一番のポイントは、最大の課題であった平日の稼働率に改善の兆しがあることです。これまでもキャンプ場は、平日の稼働がほぼ0%でも利益を上げてきましたが、このワーケーションによって稼働が増えることで、コストはそのままに利益だけがアップする。「宿泊業全体で言えることでは?」と思われるかもしれませんが、平日にこんなに空室を持っているのはキャンプ場だけなんです。最大のメリットである「利用日の平準化」を定着させれば、キャンプ場は新たなフェーズに進化する可能性があるでしょう。

-たしかに、平日問題が解決されるのは大きいですね。

アウトドアに限らず経済全体で見える変化として、お客様を取り巻く状況が毎週アップデートされている点があります。つまり、変化が早すぎてマーケティングが追い付かない状態ですね。

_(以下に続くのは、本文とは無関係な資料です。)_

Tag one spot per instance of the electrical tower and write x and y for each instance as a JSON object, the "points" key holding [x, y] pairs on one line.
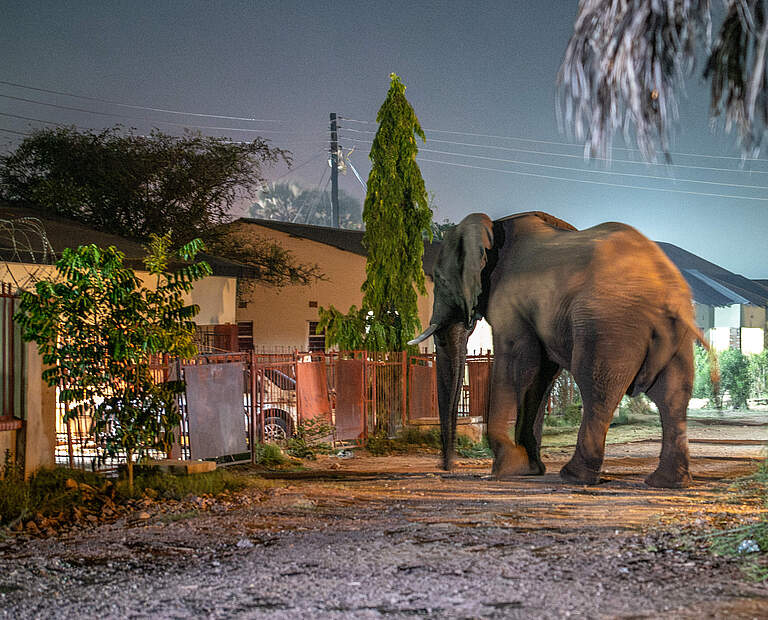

なぜその状況が生まれたかと言うと、皆さんコロナの感染者数など毎日リアルタイムでチェックしていますよね。政府の発表をはじめ学校行事なども、日々日々更新されています。そのようなスピード感なのに、“マーケティングを試してから実行”では遅すぎる。そのスピード感ではデータが陳腐化していて全く意味がない。これからは、状況を瞬時に把握しとにかくやってみることが大事になるでしょう。業種に関わらず、市場の反応を見ながらとにかく回す。しばらくこの特殊な時期が続くと予想されますので、このスピード感についていけない企業は今後厳しくなるでしょう。

-全ての企業がスタートアップみたいですね!

スタートアップの感覚で進めることが大事ですが、それよりももっと早いイメージですね。PDCAでは遅くて、正直なことを言うと誰もP(Plan)なんて立ててないんですよ。D(Do)とA(Action)を繰り返せばいいのだと。ちなみに私は“RCD”をスパイラルに回す方法で、普段業務を進めています。

Realize:状況判断 新しく認識する
Come Up:思いつく
Do:やる
→それをスパイラルに、3次元に回していくイメージ

事実、Recampではそのスピード感で事業を進めています。1週間後には状況が大きく変わっている。そのつもりで状況を把握し、やってみることが大事ですね。

-これを実現するには、組織体制も重要ではないですか?

こういう文脈があって、その文脈があれば試していいという環境を用意してあげるのが理想です。ざっくりとした枠取りがあるのが本来、その上で自由にやれる環境があるのがベストかと思います。

-組織も変化に対応していくことが大事なんですね。ワーケーションとアウトドアについて、よく理解することができました。本日はありがとうございました!